The benefit of any Selick movie is supposed to be that even if you’re not a fan of the story, the artistry is supposed to keep you engaged on vibes alone. And there’s some cool visual elements of this one, including ones I wish we got to spend more time with. The paper-thin souls on a beelzebub-inspired belly-bound theme part is a hell of a striking image. The grim look of a revivified Father Bests catches the eye. And the zombified movements of “The Old Guard” walk that wonderfully line between cool and creepy.
But the character designs here aren’t as neat or memorable as in past Selick projects. Exaggeration has long been the name of the game, but something feels off in the design principles that makes them less distinctive. Maybe it’s just the animation.
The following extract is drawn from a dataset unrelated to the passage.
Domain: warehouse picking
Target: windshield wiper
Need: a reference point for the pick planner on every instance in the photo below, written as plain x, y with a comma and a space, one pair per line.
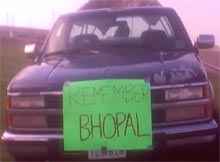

Selick’s team is full of pros, and there’s some good cartoon movements to enjoy. (I particularly enjoy the way Wendell and Wild’s steed, sparkplug, moves about.) But the stop motion team has gotten so good that sometimes the characters’ movements start to sink into the uncanny valley. And outside of some neat mixed media interludes, the settings and designs don’t wow the way they did in Nightmare Before Christmas and Coraline.
Sometimes the film is just gross, and not in a terribly entertaining way. I don’t mind the grody or grotesque, but I don’t know, something about the title characters playing around with boogers and bug guts quickly stopped being fun. Some of that’s unavoidable, with the pair living in their father’s nostrils. But even then, the prospect of a Key and Peele reunion in animation wasn’t as amusing as that billing promises.
Despite all my gripes, Wendell & Wild is still a solid outing. Kat has a cool arc and makes for the kind of protagonist you don’t always get to see in a kids movie. The premise is good enough that I’m asking for more of it, not less. The needle drops are particularly well-placed, and the points about self-forgiveness and communities banding together are strong. You could do much worse than this movie.
But you could also do better. Peele and Selick are damned by their own impossibly high standards, let alone the expected synergy of the pair working together. The weird and whimsical is still there. The resonant story is still there. The inventive horror is still there. The duo just can’t find a way to tie it all together into a greater whole, resulting in something admittedly wild, but also something of a letdown.